There is no hotel breakfast. No air conditioning. No Tour Guide singing in the next room.
Here I construct a narrative from the way desire can become detached from the thing that is first desired, until everything is whipping sand and a set of lips that say I will have you because I am the one speaking. Listen: I am throwing sand into a gust of wind and calling it a conversation. I want my body to be both here and somewhere else without apology. I am imagining that I imagine this all will be forever, which it cannot but I still dream of the things I can imagine like a door left open leading into a desert.

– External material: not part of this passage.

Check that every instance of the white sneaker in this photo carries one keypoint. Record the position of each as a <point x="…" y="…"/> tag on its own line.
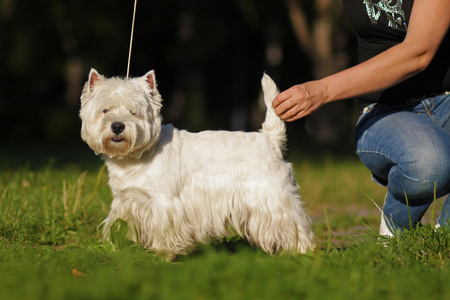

I desire a distant land because everything I imagine becomes a kiss. There is no way I could have ended up in a place that is not here: Each action was well-scripted. Each glance, each fond brush of fingertips against what I wanted to be my flesh—each time the world went tumbling off the side of a dune, spraying sand everywhere—it led me here. The Tour Guide smiles. Or, I imagine the Tour Guide smiling. The way his mouth is a mirror from which I watch my own lips move. I am staring out the window at the trees between the trees.
I am waiting for the way what is real will be real, but not until it ends.
In my mind the Tour Guide is still speaking. He says I am getting ahead of myself. He says this is my ‘usual’ and I do not try to correct him. He says that I am searching for shipwrecks so very far from the sea and I have begun to wonder if what I am looking for is nowhere to be found. That the result is the act of finding. This is easy to believe because his mouth is my mouth, I just imagine different sounds shaped by different desires but they are all my own. I mean that the monks lived in the desert for hundreds of years and all they found was God and more sand. I won’t discover God hiding behind boxes of pasta in the cupboard. I am not certain I would want to discuss judgment while bringing a pot of water to a boil. So I scrub the kitchen counter and pretend I am a circular stain I can scrub off of the counter. I wonder if sacrifice is a way to blame God because I don’t know what else to do.
Even like this I cannot stop believing in sin. It tangles like hair pulled out of the drain—avoiding stoppages the way a river diverts and travels a different path. This is blame blowing sand. I protect my eyes from what I imagine the monks would say about disappointment. How it is holy like a discarded orange peel becoming soil. They would say it is holy like holiness burrowing deeper to escape the scorching sun. Would you believe me if I said that all of this is just a set-up: We are curing personhood inside of us like mummification; how two paths are only two paths until they come back together, later, the same as they were before but different.
Why sand? Because it is so easy to imagine it always being everywhere. Do you understand the metaphor? When it slips between my fingers you can see the way it shines and maybe this is meaningful but probably it is not. These are the strings which bind us together—how I reluctantly admit that this is a stage and the Tour Guide is merely pedagogical. Each word is a tool to help remind me to breathe. It could have been anything: A bird, a feeling, a single mote of dust dancing like turning on the lights. These are parlor tricks: How I make you look at everything that is distant while I peer frantically toward the disaster unfolding in front of me, instead.